Ce que seuls les fans savent
- Les quatre vautours devaient être doublés par les Beatles. Le projet était sérieux, les coupes de cheveux et l’accent de Liverpool sont restés dans le film final, mais le groupe n’a pas donné suite. Le morceau prévu, écrit dans un style pop, a été retransformé en quatuor vocal à l’ancienne.
- Le Roi Louie n’existe pas chez Kipling. Le personnage a été inventé pour Louis Prima, roi du jazz de La Nouvelle-Orléans, dont la voix et le phrasé ont dicté toute la séquence, l’une des meilleures scènes musicales du studio.
- Le casting a précédé les personnages. Baloo a été construit autour de la voix de Phil Harris, Shere Khan autour de celle de George Sanders. C’est un renversement complet de la méthode habituelle, et il a fait école.
- Certains plans sont recyclés. Des mouvements d’animaux repris de films précédents, retouchés et re-timés, apparaissent dans les scènes de foule, une pratique d’économie courante au studio à cette période.
- C’est le film le plus vu de l’histoire du cinéma en Allemagne en nombre d’entrées, devant tous les blockbusters américains.
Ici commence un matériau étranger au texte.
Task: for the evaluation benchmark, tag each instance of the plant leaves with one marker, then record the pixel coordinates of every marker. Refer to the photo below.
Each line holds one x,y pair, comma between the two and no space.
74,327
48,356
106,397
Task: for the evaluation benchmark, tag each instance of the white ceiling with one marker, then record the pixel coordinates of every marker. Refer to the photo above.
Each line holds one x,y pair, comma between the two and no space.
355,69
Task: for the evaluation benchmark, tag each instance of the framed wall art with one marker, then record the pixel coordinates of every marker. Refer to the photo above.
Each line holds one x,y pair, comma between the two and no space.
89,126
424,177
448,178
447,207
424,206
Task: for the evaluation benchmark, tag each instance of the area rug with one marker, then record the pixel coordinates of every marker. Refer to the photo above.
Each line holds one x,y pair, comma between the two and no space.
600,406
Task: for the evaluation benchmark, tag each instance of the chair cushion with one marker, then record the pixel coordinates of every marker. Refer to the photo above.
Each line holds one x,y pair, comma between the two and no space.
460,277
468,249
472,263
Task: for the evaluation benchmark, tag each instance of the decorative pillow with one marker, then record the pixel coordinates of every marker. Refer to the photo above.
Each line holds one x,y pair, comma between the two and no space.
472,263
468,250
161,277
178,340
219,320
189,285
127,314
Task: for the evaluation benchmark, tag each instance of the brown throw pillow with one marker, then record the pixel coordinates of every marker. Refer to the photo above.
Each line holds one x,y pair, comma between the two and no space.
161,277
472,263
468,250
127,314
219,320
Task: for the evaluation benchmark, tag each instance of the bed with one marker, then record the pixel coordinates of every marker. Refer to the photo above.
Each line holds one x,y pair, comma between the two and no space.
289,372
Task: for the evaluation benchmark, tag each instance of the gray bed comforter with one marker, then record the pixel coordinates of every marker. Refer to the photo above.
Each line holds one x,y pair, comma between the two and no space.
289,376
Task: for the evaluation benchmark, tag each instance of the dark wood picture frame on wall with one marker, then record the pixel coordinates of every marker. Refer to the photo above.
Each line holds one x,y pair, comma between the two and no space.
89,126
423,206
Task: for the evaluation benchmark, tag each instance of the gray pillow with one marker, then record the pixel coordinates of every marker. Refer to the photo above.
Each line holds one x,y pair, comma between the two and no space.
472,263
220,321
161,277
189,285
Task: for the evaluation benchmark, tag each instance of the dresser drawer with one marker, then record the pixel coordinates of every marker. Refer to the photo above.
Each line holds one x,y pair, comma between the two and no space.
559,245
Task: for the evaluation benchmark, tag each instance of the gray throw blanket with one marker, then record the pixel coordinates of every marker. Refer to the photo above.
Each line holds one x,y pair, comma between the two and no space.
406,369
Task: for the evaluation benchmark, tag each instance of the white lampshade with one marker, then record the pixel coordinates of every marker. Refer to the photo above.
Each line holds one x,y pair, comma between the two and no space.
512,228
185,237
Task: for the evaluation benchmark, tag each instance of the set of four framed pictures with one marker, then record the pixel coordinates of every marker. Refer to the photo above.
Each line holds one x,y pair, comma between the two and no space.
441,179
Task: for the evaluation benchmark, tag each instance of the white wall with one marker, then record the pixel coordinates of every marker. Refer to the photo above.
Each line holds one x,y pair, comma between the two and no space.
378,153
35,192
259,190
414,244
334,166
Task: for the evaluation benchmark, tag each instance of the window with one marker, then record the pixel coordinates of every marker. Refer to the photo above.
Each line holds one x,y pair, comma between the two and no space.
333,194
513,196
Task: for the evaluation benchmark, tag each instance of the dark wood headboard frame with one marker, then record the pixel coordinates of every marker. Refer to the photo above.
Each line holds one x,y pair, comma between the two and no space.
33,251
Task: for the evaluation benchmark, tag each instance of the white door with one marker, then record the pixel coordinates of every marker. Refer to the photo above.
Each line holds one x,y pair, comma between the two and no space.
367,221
Le succès européen du film a durablement financé le studio.
- Le vautour à lunettes s’appelle Flaps, et le film ne le nomme jamais à l’écran, un détail qui alimente régulièrement les quiz entre fans.
La musique
« Il en faut peu pour être heureux » et « Être un homme comme vous » sont deux des morceaux les plus repris du répertoire Disney. Le film assume complètement le jazz Nouvelle-Orléans et le scat, dans une veine que le studio ne retrouvera qu’avec Les Aristochats trois ans plus tard.
Le doublage français
Claude Bertrand donne à Baloo une bonhomie et un débit traînant qui font oublier Phil Harris, et Roger Carel signe en Kaa l’une de ses grandes compositions : cette diction sifflante et cette fausse douceur que des générations d’enfants français ont imitées dans les cours de récréation.
Où le voir aujourd’hui
Disponible sur Disney+ et en Blu-ray. Une suite, Le livre de la jungle 2, est sortie en 2003, et un remake en images de synthèse photoréalistes signé Jon Favreau en 2016. Ce remake est l’un des rares de sa catégorie à proposer une vraie relecture plutôt qu’un décalque.
Regardez la scène de la marche des éléphants en prêtant attention au dessin : c’est du Wolfgang Reitherman pur, cadences militaires et gags de mécanique, l’héritage direct des courts métrages des années 1940.